Nevertheless, Sikka told bloggers that SAP continues to see the Enhancement Packs strategy as vital to allowing customers to choose the functionality they want to incorporate without a broader scale upgrade. In the future, Sikka told us that SAP's plan is to streamline Enhancement Packs to make them lighter and even more targeted. NetWeaver is the foundation for this strategy. Solution Manager is also slated for a major new Solution Manager 7.1 release in 2011 that all the SolMan gearheads are excited about - at least from what they told me with quivering voices in the hallways of TechEd.

It was only mentioned in passing in the keynote, but Solution Manager ties back into SAP’s message of single vendor accountability on the NetWeaver platform – one set of monitoring, troubleshooting and optimization tools that are robust enough for complex SAP environments. Whether “SolMan” can deliver on this (and whether its own customers will ever truly embrace this toolkit) is still open to debate, but SAP’s commitment to “SolMan managing NetWeaver” is now another given.

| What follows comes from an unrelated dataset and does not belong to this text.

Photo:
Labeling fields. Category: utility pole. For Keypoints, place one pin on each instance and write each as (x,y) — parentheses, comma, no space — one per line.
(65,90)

SAP comes off of TechEd on a high: the technology strategy is coherent and compelling, product team morale seemed better than it had in years. Of course, on the community-building level, SAP TechEd is generally a smashing success, and this year was no exception. In my view, SAP TechEd is only getting better with the close involvement of SAP Mentors, a group of leading community influencers of which I am a part. While there are rumblings about the commercialization of the SAP Community Network and how that will impact its organic (grass)roots, SAP nevertheless comes off of TechEd on an undeniable high.

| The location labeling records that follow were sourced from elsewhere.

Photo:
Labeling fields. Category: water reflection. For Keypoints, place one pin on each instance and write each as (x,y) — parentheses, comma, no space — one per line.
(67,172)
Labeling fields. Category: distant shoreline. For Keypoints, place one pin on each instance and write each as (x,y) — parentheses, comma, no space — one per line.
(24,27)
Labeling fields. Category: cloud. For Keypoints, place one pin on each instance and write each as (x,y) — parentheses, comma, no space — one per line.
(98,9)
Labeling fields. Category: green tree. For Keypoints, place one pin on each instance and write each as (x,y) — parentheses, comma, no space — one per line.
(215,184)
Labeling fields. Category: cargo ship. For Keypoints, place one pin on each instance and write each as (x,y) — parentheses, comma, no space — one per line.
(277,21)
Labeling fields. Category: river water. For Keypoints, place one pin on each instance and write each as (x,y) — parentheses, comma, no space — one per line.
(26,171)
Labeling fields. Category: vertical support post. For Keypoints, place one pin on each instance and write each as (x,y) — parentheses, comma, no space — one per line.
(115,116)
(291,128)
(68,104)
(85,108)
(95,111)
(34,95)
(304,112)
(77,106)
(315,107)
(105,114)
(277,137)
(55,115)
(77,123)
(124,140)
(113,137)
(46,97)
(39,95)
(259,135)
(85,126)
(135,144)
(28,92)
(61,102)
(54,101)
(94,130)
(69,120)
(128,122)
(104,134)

However, there are some storm clouds on the horizon. The first may come as early as October 27, when SAP will announce its third quarter preliminary results. Given the cranky economy and the comparative struggles of on-premise vendors versus SaaS in the earnings columns, disappointing news on that report would not be a huge shock.

While SAP will move beyond any short term earnings setbacks, that scenario could take some air out of the TechEd balloon and bring on another round of pundits questioning SAP and raising fresh customer doubts. Enterprise Support, a topic that received little discussion at TechEd, is not going to go away either, as long as SaaS vendors, including, ironically enough, SAP’s own Business ByDesign product (now in general release in six countries), present an arguably more compelling cost model.

For SAP to achieve the “redemption of NetWeaver,” there’s going to have to be a lot more to show at SAPPHIRE Now 2011. Forget about looking under the hood, that car is going to have to be a Mustang with a V-8 engine ready for customers to drive off the lot with their foot on the gas. That means: HANA beta customers onstage with happy stories to tell, Gateway at (or darn near) general release, and NetWeaver fully integrated with Sybase’s Unwired Platform (SUP). Best of all, if SAP can bring a 4.6C customer onstage that can show off how they were able to move more products or save piles of cash based on their ability to build off of “older R/3” using Gateway or HANA, that will be a big moment.

Then NetWeaver will not only be a platform, but a way for all SAP customers to extend beyond transactional ERP now, without a major overhaul. I don’t know if that would be the redemption of NetWeaver, but it would be a keynote I wouldn’t soon forget.

Note: SAP paid my travel/event/accommodations for TechEd. I picked up my own accommodations so I could come early and participate in SAP’s Innovation Weekend, a new 30 hour event showcasing new SAP technologies and incorporating their use into real-world business cases.